Flatness After All?
- URL: http://arxiv.org/abs/2506.17809v1
- Date: Sat, 21 Jun 2025 20:33:36 GMT
- Title: Flatness After All?
- Authors: Neta Shoham, Liron Mor-Yosef, Haim Avron,
- Abstract summary: We argue that generalization could be assessed by measuring flatness using a soft rank measure of the Hessian.<n>For non-calibrated models, we connect our flatness measure to the well-known Takeuchi Information Criterion and show that it still provides reliable estimates of generalization gaps for models that are not overly confident.
- Score: 6.698677477097004
- License: http://creativecommons.org/licenses/by/4.0/
- Abstract: Recent literature has examined the relationship between the curvature of the loss function at minima and generalization, mainly in the context of overparameterized networks. A key observation is that "flat" minima tend to generalize better than "sharp" minima. While this idea is supported by empirical evidence, it has also been shown that deep networks can generalize even with arbitrary sharpness, as measured by either the trace or the spectral norm of the Hessian. In this paper, we argue that generalization could be assessed by measuring flatness using a soft rank measure of the Hessian.
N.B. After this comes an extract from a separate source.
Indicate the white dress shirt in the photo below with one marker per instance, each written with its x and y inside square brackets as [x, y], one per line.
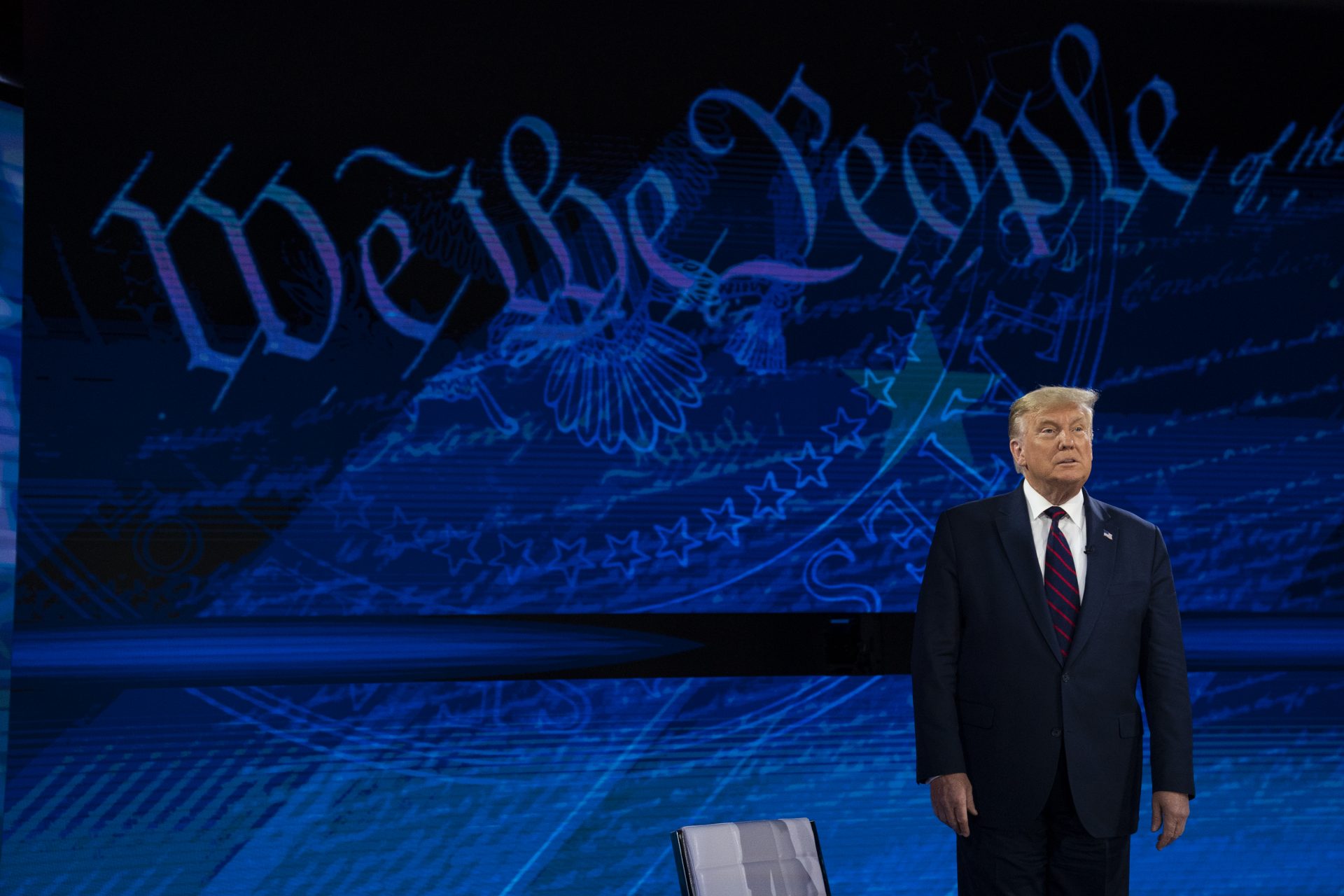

We show that when the common neural network model (neural network with exponential family negative log likelihood loss) is calibrated, and its prediction error and its confidence in the prediction are not correlated with the first and the second derivatives of the network's output, our measure accurately captures the asymptotic expected generalization gap. For non-calibrated models, we connect our flatness measure to the well-known Takeuchi Information Criterion and show that it still provides reliable estimates of generalization gaps for models that are not overly confident. Experimental results indicate that our approach offers a robust estimate of the generalization gap compared to baselines.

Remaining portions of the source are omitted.